Short answer = burnishing
Long answer = big budgets for shiny floors.
I don’t know what the cleaning budget for a Target store is these days – but it used to be 200 or so janitorial hours per week. About double what a second class appearance like a Wal – Mart used to do – tho Wal – Mart’s are looking a lot nicer these days, so I suspect their budgets are closer to Target’s now.
Target stores will:
-Completely sweep and scrub all floors every nite with a machine called an “autoscrubber” – a kind of mini Zamboni that scrubs and vacuums up the mop water at the same time.
– Hi speed burnish (polish, buff – similar to a monster version of the rotary buffer you use on your car) every night.
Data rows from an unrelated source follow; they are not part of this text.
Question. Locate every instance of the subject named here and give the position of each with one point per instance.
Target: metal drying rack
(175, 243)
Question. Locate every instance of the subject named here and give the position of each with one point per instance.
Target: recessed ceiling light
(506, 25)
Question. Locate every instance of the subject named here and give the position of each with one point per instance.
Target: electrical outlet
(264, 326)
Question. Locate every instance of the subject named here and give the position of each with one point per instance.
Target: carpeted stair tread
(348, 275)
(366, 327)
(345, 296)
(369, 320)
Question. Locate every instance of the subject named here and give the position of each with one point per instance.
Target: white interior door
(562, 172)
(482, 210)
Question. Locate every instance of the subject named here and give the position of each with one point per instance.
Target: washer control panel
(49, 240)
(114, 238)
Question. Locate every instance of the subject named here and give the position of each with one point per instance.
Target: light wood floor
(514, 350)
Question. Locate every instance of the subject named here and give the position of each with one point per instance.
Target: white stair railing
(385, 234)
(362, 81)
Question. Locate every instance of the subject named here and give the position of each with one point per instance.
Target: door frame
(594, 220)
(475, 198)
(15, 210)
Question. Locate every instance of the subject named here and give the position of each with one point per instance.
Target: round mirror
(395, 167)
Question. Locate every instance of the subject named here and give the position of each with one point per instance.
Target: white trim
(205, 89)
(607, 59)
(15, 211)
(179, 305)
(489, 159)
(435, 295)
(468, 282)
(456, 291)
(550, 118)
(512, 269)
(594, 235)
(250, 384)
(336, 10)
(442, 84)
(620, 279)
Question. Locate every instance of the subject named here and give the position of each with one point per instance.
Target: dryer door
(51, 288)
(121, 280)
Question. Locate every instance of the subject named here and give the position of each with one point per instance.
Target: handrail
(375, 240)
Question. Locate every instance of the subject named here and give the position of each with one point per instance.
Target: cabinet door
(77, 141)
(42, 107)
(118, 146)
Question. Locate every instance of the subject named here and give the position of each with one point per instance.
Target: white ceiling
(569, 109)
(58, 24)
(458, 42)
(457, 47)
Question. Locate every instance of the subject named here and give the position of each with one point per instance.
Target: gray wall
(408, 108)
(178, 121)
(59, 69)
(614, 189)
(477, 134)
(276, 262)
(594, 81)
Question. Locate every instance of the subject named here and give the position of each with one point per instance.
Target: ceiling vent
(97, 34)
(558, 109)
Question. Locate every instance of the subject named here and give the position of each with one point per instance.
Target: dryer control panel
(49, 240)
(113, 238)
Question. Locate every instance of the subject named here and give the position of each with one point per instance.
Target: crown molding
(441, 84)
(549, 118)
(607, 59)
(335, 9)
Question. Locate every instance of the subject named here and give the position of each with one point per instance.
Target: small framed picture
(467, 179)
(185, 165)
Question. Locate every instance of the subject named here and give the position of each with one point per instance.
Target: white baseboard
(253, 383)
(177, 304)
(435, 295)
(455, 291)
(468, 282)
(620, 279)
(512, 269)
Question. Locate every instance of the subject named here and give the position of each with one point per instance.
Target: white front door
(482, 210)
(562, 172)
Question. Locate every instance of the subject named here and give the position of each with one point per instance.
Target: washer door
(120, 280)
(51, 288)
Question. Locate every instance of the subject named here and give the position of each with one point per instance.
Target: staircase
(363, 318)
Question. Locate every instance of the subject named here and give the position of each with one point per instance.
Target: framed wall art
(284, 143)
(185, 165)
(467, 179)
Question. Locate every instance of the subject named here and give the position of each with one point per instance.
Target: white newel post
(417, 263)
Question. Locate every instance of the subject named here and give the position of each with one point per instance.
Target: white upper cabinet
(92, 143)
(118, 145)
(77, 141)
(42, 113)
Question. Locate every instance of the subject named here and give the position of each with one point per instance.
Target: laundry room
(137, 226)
– Replenish the finish worn off with daily traffic :
-Daily with a product called a “restorer” applied by the autoscrubber
-Weekly, monthly, as needed with mopped on finish in higher concentration.
We do some variant of all these on any hard surface floor – but Target is kind of the “frictionless example” in that they have a high need for this sort of effort because of the high traffic counts wearing off their finish every nite, and a willingness to spend money on janitorial labor to look “brand new” every day.
The more traffic, the more expense to achieve any level of appearance, including the high level of a Target store.
Cusomers with less need for “new look” floors and less foot traffic do exactly the same operations – just less often.